Reducing early school leaving in the EU: a comparative qualitative and quantitative research
22-24 January 2018 - Closing Final Conference Antwerp, 2018
Keynote lecture PROF. DR. RUSSELL W. RUMBERGER
Russell Rumberger is a Professor Emeritus in the Gevirtz Graduate School of Education at the University of California, Santa Barbara. His research focuses on several areas of education: education and work; the schooling of disadvantaged students, particularly school dropouts and linguistic minority students; school effectiveness; and education policy. He has served on three committees of the National Research Council and was the chair of the Institute of Education Sciences panel that produced the practice guide, Preventing Dropout in Secondary Schools (2017). His book, Dropping Out: Why Students Drop Out of High School and What Can Be Done About It (Harvard University Press, 2011) was called a "masterpiece" by the Washington Post and nominated for the AERA Outstanding Book Award. From 2010-12 he served as the Vice Provost for Education Partnerships, University of California Office of the President. He currently directs the California Dropout Research Project, which produces reports and policy briefs about the dropout problem in California. Professor Rumberger received a Ph.D. in Education and a M.A. in Economics from Stanford University and a B.S. in Electrical Engineering from Carnegie-Mellon University. In 2013 he was made a Fellow of the American Educational Research Association and received the Elizabeth G. Cohen Distinguished Career in Applied Sociology of Education Award, Sociology of Education SIG, American Educational Research Association. In 2016 he was elected to the National Academy of Education.

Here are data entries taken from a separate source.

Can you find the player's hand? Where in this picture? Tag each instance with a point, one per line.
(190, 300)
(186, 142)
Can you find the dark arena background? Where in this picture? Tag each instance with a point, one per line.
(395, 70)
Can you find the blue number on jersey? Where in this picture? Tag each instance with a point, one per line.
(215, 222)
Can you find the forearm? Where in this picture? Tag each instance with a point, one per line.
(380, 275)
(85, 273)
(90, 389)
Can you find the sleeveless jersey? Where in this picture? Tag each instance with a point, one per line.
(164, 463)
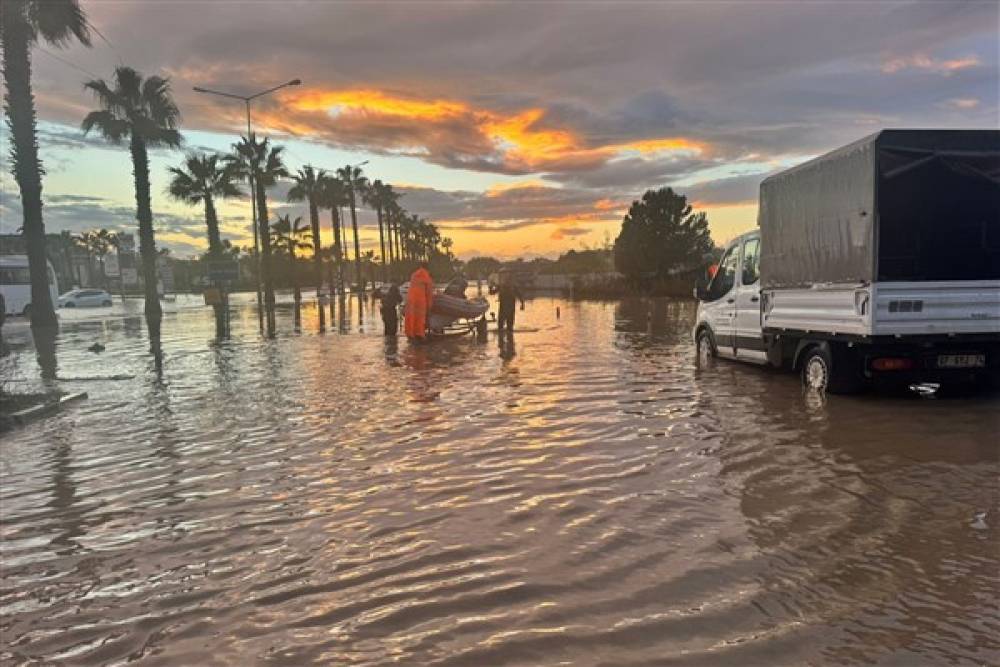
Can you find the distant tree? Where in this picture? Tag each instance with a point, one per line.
(482, 267)
(142, 111)
(22, 24)
(264, 162)
(379, 196)
(309, 184)
(291, 235)
(355, 183)
(660, 233)
(333, 195)
(200, 180)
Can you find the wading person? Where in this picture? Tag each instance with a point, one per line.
(391, 298)
(418, 303)
(508, 294)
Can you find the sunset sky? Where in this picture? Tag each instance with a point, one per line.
(519, 129)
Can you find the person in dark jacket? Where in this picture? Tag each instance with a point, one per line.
(508, 294)
(391, 298)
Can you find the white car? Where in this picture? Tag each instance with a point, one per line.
(85, 298)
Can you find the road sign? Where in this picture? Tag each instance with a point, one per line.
(111, 266)
(222, 270)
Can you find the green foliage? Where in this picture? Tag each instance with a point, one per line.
(660, 235)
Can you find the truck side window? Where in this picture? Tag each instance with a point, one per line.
(725, 277)
(751, 262)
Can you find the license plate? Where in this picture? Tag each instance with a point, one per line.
(961, 360)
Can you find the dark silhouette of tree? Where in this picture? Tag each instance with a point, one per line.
(355, 183)
(264, 162)
(482, 267)
(660, 234)
(334, 197)
(309, 184)
(200, 180)
(290, 235)
(378, 195)
(22, 24)
(142, 111)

Keynote lecture PROF. DR. PAUL DOWNES:
Dr. Paul Downes is Director of the Educational Disadvantage Centre, Senior Lecturer in Education (Psychology), Institute of Education, Dublin City University, Ireland. He has been involved in various expert advisory roles for the European Commission in areas of social inequalities, lifelong learning, second chance education and early school leaving, as well as being an advisor to a number of the European Commission’s School Policy Working Groups. He has been a Visiting Research Fellow at University of British Columbia, Vancouver, Canada, and University of Cambridge, Lauterpacht Centre for International Law, a member of the Irish Senate and Parliament Expert Group on early school leaving, an advisor to the Irish Education Ministry and Children’s Ministry and is Chair of Grangegorman Area Based Childhood Programme. Published internationally in areas of psychology, education, law, philosophy, anthropology and social policy, he has given keynote lectures and invited presentations on education in over 25 countries. His books include The Primordial Dance: Diametric and Concentric Spaces in the Unconscious World (2012) and Access to Education in Europe: A Framework and Agenda for System Change (2014). He has led recent reports for the EU Commission on structural indicators for inclusive systems and on school bullying. His contribution to international policy and practice includes invitations from 8 different countries’ official ministries to present his research on various aspects of inclusive systems in education, as well as from the EU Parliament Working Group on Quality of Childhood, EU Parliament Intergroup on Children’s Rights, European Network of Education Councils (EUNEC), and UNICEF.